Abdelillah El. Bakouri
Department of Visceral Surgical Emergency (P35), University of Hassan II Casablanca, CHU Ibn ROCHD, Casablanca, Morocco.
Sylvestre Kabura
Department of Visceral Surgery, University of Hassan II Casablanca, CHU Ibn ROCHD, Casablanca, Morocco.
Fatimazahra Bensardi
Department of Visceral Surgical Emergency (P35), University of Hassan II Casablanca, CHU Ibn ROCHD, Casablanca, Morocco.
Khalid El. Hattabi
Department of Visceral Surgical Emergency (P35), University of Hassan II Casablanca, CHU Ibn ROCHD, Casablanca, Morocco.
Abdelaziz Fadil
Department of Visceral Surgical Emergency (P35), University of Hassan II Casablanca, CHU Ibn ROCHD, Casablanca, Morocco.

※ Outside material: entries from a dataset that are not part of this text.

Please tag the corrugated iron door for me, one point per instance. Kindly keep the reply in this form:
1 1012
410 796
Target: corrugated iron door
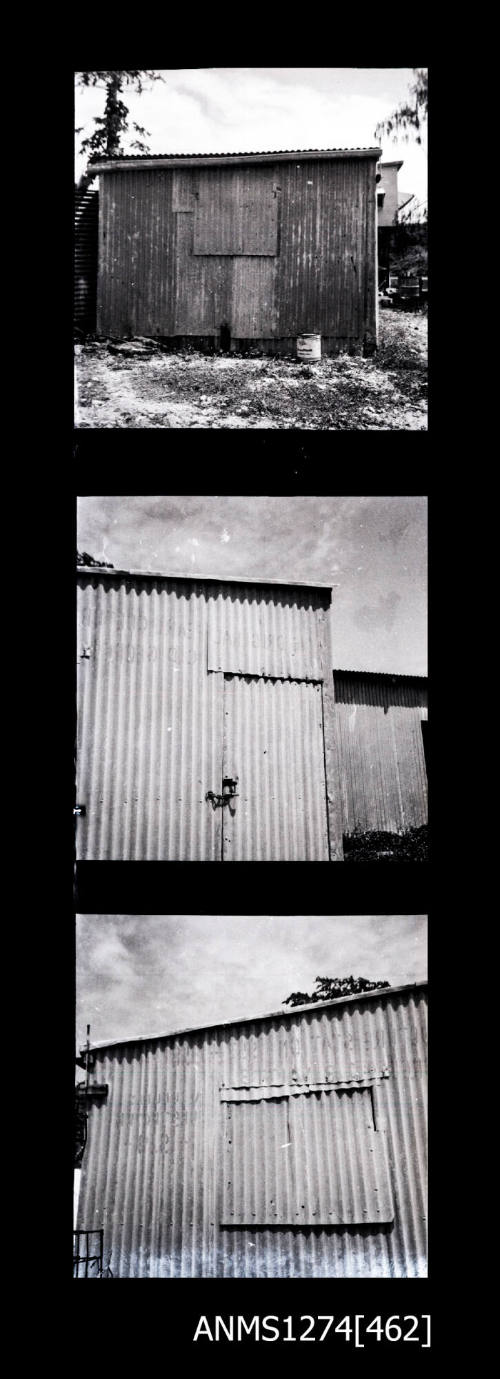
149 724
273 749
310 1160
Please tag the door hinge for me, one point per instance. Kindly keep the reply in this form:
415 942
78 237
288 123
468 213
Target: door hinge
229 792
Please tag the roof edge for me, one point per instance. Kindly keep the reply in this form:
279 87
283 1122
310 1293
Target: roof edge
159 160
190 578
378 675
254 1019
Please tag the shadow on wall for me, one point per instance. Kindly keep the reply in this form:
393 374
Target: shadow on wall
387 847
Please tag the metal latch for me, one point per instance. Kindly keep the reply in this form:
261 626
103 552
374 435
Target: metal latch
229 792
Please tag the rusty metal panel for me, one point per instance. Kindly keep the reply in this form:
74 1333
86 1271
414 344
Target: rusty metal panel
252 313
273 250
152 1171
203 286
383 778
236 211
273 746
325 280
86 258
267 632
332 1168
153 738
137 254
149 721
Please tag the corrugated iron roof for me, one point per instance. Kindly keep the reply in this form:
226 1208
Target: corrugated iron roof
193 579
255 1019
376 675
255 153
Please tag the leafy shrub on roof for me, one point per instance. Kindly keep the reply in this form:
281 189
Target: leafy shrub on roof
329 988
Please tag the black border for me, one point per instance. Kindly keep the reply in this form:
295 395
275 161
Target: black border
306 462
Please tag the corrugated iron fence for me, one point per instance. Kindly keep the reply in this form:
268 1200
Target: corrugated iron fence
289 1146
86 259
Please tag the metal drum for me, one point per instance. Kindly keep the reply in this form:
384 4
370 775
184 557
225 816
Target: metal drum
309 346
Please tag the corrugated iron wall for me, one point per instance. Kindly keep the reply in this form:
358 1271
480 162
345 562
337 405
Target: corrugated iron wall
383 778
274 746
159 1145
157 724
86 259
306 261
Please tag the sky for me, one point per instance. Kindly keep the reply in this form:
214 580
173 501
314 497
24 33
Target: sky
373 550
265 109
153 974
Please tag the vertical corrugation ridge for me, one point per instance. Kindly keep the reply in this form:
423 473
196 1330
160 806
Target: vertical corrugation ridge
382 759
274 745
149 721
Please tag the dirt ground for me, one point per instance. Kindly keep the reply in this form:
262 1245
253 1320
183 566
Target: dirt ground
139 384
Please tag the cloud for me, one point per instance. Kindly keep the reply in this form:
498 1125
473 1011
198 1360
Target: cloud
379 611
152 974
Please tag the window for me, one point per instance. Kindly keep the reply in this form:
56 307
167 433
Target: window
303 1156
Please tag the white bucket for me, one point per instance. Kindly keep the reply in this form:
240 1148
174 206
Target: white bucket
309 346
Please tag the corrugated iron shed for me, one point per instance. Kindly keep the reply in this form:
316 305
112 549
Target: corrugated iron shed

*Author to whom correspondence should be addressed.
Abstract
The accessory lobe of the liver is a rare morphological variation. It is frequently found in the lower segments. Riedel's lobe is the best known of the accessory lobes of the liver and corresponds to an enlargement of segments V and VI with an incidence of 3.3% to 14.5%. It is often diagnosed incidentally and sometimes revealed by a complication, the association of a strangulated post-traumatic diaphragmatic hernia containing the Riedel's lobe is an unusual situation. The present study report the first case of this association in a patient, admitted in emergency after a violent closed thoraco-abdominal trauma following a public road accident four days earlier. The physical examination was poor and the symptoms were non-specific. The diagnosis was made by preoperative imaging, the chest X-ray found the digestive gas into the thoracic cavity, the thorax and abdominal CT scan showed a solution of continuity of the right anteromedial part of the diaphragm through which protrudes in the intrathoracic the segment of the liver with parenchyma perfusion disorders and a dilated colonic segment in the right hemi thoracic cavity without signs of pneumatosis. There was a repression of the mediastinum organs to the left thoracic cavity. The surgical treatment consisted in a reduction of the hernia content, which was viable with the diaphragmatic defect closure with non absorbable interrupted suture. The post operative was uneventfull. The aim of this study is to show the possibility of this association which must be kept in mind in case of violent closed thoraco-abdominal trauma or basithoracic injury.
Keywords: Accessory lobe of the liver, diaphragmatic hernia, Strangulated Riedel's lobe.